無意味な交戦
「……いや、何あれ」
物体を見てアベルは呟いた。その物体は海面に真っ直ぐ立ち、まるでタコの腕のようにくねくねと動いていた。
「でか……」
アッルが言った。そのとき、その物体の手前から巨大な生物が海面を割って現れた。体は黒く、岩のような鱗に被われていた。背中には無数の背びれが並んでいる。4本の足がその巨体を支えていた。
「クジラじゃ……ないな……これ……」
アベルが呟いた。生物がゆっくりと目を開いた。炎のような赤い目をしていた。生物が隊員たちを見下ろした。

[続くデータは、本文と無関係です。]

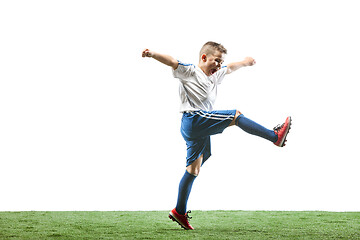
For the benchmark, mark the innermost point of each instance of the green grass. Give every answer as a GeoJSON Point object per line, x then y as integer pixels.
{"type": "Point", "coordinates": [156, 225]}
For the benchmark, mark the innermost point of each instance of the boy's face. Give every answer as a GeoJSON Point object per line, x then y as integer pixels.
{"type": "Point", "coordinates": [211, 63]}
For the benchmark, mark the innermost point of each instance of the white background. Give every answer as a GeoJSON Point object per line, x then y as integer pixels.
{"type": "Point", "coordinates": [87, 124]}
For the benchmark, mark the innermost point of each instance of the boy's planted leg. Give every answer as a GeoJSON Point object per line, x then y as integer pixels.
{"type": "Point", "coordinates": [179, 213]}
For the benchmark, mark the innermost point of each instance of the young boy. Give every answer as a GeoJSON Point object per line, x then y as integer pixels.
{"type": "Point", "coordinates": [198, 88]}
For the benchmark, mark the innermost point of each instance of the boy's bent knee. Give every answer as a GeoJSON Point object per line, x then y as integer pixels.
{"type": "Point", "coordinates": [194, 168]}
{"type": "Point", "coordinates": [237, 114]}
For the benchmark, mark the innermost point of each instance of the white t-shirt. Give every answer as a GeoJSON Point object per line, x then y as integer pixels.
{"type": "Point", "coordinates": [197, 90]}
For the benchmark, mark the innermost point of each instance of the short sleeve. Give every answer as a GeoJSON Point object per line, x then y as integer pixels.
{"type": "Point", "coordinates": [184, 70]}
{"type": "Point", "coordinates": [221, 74]}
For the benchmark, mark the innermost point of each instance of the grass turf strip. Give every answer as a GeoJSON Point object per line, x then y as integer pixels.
{"type": "Point", "coordinates": [156, 225]}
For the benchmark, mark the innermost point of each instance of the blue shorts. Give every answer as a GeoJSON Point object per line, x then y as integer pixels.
{"type": "Point", "coordinates": [198, 126]}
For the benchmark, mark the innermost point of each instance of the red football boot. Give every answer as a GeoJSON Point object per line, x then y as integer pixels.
{"type": "Point", "coordinates": [182, 220]}
{"type": "Point", "coordinates": [282, 131]}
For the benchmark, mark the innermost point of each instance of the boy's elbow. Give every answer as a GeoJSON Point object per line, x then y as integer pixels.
{"type": "Point", "coordinates": [174, 64]}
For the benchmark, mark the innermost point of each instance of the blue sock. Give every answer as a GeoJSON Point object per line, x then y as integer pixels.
{"type": "Point", "coordinates": [184, 192]}
{"type": "Point", "coordinates": [253, 128]}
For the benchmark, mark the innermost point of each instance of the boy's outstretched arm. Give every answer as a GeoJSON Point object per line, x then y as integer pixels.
{"type": "Point", "coordinates": [248, 61]}
{"type": "Point", "coordinates": [165, 59]}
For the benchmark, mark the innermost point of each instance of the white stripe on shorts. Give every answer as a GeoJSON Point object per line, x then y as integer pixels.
{"type": "Point", "coordinates": [214, 116]}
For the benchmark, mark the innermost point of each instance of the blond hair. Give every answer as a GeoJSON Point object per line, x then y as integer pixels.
{"type": "Point", "coordinates": [209, 48]}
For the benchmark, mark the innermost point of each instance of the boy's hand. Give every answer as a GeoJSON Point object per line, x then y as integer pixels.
{"type": "Point", "coordinates": [147, 53]}
{"type": "Point", "coordinates": [249, 61]}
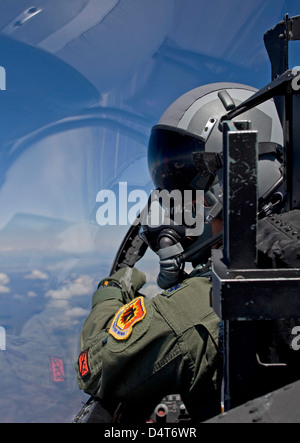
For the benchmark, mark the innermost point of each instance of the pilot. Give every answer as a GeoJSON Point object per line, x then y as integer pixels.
{"type": "Point", "coordinates": [136, 350]}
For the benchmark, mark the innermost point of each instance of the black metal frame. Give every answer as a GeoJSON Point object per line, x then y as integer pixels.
{"type": "Point", "coordinates": [242, 293]}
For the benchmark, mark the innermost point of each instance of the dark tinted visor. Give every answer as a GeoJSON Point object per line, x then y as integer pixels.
{"type": "Point", "coordinates": [177, 160]}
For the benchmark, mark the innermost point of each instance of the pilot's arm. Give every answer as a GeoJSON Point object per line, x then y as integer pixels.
{"type": "Point", "coordinates": [135, 350]}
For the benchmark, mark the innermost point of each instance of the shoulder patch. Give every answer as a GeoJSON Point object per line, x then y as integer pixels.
{"type": "Point", "coordinates": [83, 364]}
{"type": "Point", "coordinates": [126, 318]}
{"type": "Point", "coordinates": [171, 291]}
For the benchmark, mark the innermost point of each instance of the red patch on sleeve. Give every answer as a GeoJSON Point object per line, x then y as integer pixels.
{"type": "Point", "coordinates": [83, 364]}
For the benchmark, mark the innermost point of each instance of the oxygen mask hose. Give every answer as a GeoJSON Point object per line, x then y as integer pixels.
{"type": "Point", "coordinates": [171, 268]}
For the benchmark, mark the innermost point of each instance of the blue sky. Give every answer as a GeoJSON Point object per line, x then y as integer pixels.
{"type": "Point", "coordinates": [79, 126]}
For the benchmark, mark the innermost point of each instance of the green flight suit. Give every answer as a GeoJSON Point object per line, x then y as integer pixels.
{"type": "Point", "coordinates": [151, 348]}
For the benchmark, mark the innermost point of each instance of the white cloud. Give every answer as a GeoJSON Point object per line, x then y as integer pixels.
{"type": "Point", "coordinates": [4, 280]}
{"type": "Point", "coordinates": [83, 285]}
{"type": "Point", "coordinates": [36, 275]}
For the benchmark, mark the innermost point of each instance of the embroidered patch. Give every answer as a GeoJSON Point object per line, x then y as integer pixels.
{"type": "Point", "coordinates": [126, 317]}
{"type": "Point", "coordinates": [57, 369]}
{"type": "Point", "coordinates": [83, 364]}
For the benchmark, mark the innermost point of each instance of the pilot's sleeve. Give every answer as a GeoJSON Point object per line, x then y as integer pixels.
{"type": "Point", "coordinates": [148, 348]}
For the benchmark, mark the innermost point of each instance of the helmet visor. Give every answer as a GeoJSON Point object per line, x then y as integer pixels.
{"type": "Point", "coordinates": [177, 160]}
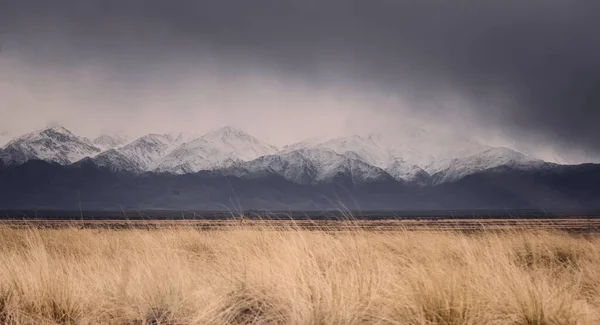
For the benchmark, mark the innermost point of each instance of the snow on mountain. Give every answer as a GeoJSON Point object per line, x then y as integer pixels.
{"type": "Point", "coordinates": [147, 150]}
{"type": "Point", "coordinates": [117, 161]}
{"type": "Point", "coordinates": [4, 138]}
{"type": "Point", "coordinates": [106, 142]}
{"type": "Point", "coordinates": [459, 167]}
{"type": "Point", "coordinates": [235, 141]}
{"type": "Point", "coordinates": [413, 154]}
{"type": "Point", "coordinates": [217, 149]}
{"type": "Point", "coordinates": [311, 165]}
{"type": "Point", "coordinates": [55, 144]}
{"type": "Point", "coordinates": [369, 150]}
{"type": "Point", "coordinates": [195, 156]}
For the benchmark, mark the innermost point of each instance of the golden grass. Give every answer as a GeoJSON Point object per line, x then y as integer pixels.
{"type": "Point", "coordinates": [241, 276]}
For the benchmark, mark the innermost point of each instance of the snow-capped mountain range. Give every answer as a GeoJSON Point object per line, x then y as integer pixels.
{"type": "Point", "coordinates": [414, 156]}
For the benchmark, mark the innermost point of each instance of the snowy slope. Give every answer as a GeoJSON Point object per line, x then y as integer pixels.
{"type": "Point", "coordinates": [414, 154]}
{"type": "Point", "coordinates": [459, 167]}
{"type": "Point", "coordinates": [147, 151]}
{"type": "Point", "coordinates": [217, 149]}
{"type": "Point", "coordinates": [55, 144]}
{"type": "Point", "coordinates": [195, 156]}
{"type": "Point", "coordinates": [116, 161]}
{"type": "Point", "coordinates": [373, 152]}
{"type": "Point", "coordinates": [106, 142]}
{"type": "Point", "coordinates": [5, 138]}
{"type": "Point", "coordinates": [311, 165]}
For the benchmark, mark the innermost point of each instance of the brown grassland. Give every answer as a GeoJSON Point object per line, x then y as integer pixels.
{"type": "Point", "coordinates": [261, 275]}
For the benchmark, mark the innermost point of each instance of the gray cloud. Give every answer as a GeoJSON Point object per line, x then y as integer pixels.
{"type": "Point", "coordinates": [522, 70]}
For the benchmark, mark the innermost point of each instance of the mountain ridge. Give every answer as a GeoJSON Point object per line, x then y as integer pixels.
{"type": "Point", "coordinates": [419, 158]}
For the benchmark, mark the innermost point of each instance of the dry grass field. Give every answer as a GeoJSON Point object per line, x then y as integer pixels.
{"type": "Point", "coordinates": [262, 275]}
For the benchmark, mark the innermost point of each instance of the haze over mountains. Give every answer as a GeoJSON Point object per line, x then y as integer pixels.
{"type": "Point", "coordinates": [413, 155]}
{"type": "Point", "coordinates": [407, 169]}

「戦艦が来た理由がようやく分かった。なんで本部は何も言わなかったんだ」
アッルが呟いた。
「とにかく、あれをなんとかしないとダメってことですよね?」
リカルドが生物を見て言った。
「そうらしい」
アッルが答えた。
「いや、人間がどうこうできる相手か?」
アベルがリカルドに言った。
「やるしかないだろ、こうなったら」
マットが言った。
「そうだな、とりあえずまずは様子を……」
アッルが言いかけたときだった。突然生物の体から熱が発生し始めた。その熱が周りの海水を蒸発させていく。そして、海から蒸気が立ち上り、辺りは霧に包まれた。
「……なんだ?何が起きて……」
アッルが呟いた。怪物は片方の前足を振り、近くの戦艦をいともたやすく破壊してしまった。戦艦は爆発し、炎上しながら沈んでいった。
「ヤバい」
マットが言った。怪物が隊員たちを見た。そして、耳をつんざくような咆哮を上げた。
「怪物だ、逃げろ!!」
隊員の誰かが叫んだ。その瞬間、隊員たちは一斉にその場から走り出した。
「逃げましょう!これは僕たちがどうこうできる相手じゃ無いですよ!」
リカルドはアッルに言った。
「しかし……いや、コイツは無理か」
アッルは怪物を見て言った。
「隊長!早く!」
マットが言った。アベルは隊員たちとともに、とっくに遠くまで逃げていた。今ここにいるのはリカルド、アッル、マットの3人だけだった。
「逃げるぞ」
アッルが言った。
「はい!」
3人は走り出したが、怪物は地面に顔を近付けてきた。そして口を開け、大きく息を吸い込んだ。すると、周りにあるもの全てが怪物に吸い寄せられ始めた。3人は必死に地面にしがみついたが、少しずつ怪物に吸い寄せられていた。
「クソッ、このままじゃ……」
アッルが言った。怪物に攻撃されていなかった2隻の戦艦が怪物に攻撃した。しかし、大砲の弾は全て鱗に弾かれてしまった。
「助けてくれ!」
数人の隊員が地面から手を離してしまい、怪物の口の中に消えていった。怪物は口を閉じた。遠くまで逃げた隊員たちも吸い寄せられたためにリカルドたちの近くまで戻ってきてしまっていた。
「おい……逃げられないっていうのか?」
アベルが呟いた。
「仕方ない……全員銃を構えろ、撃て!」
アッルが隊員に指示をした。隊員たちは銃を構えて怪物を撃った。しかし、銃弾は全て鱗に弾かれてしまった。怪物は涼しい顔をしている。戦艦も何発も弾を撃ち込んだ。しかし、怪物の体には傷1つ付けられなかった。
「ダメだ……このままじゃ勝てない」
リカルドが言った。
「クソッ、どうすれば……」
アッルが言った。その時、アッルが身に付けていた無線機がピーという音を出した。
「無線?こんな時に……」
アッルが無線機を取り出した。
「アッル、聞こえるか?」
無線機から男の声が聞こえてきた。
「本部?今さら何ですか?なんで教えてくれなかったんですか⁉」
アッルが言った。
「すまない、あの怪物を発見したと同時に、通信機に障害が発生したんだ。皆無事か?」
「無事なわけないでしょう⁉あんたらが寄越した戦艦も1隻沈んだ、しかも攻撃は効いてない。なんなんですかこれは⁉」
アッルは言った。
「あれが何なのか、現時点では分からない。戦艦がダメとなると……爆撃機を出そう。もう少しだけ耐えてくれ」
無線は切れた。アッルは悪態をついた。
「あの野郎……」
「隊長、どうします?本部が何か出してくれるみたいですが」
マットが言った。
「……爆撃機が来るまで時間を稼ぐ」
アッルは言った。リカルド、マット、アベルは銃を構えた。怪物の口に再び吸い寄せられる隊員もいたが、3人は必死に抵抗していた。そして、ついにその時が来た。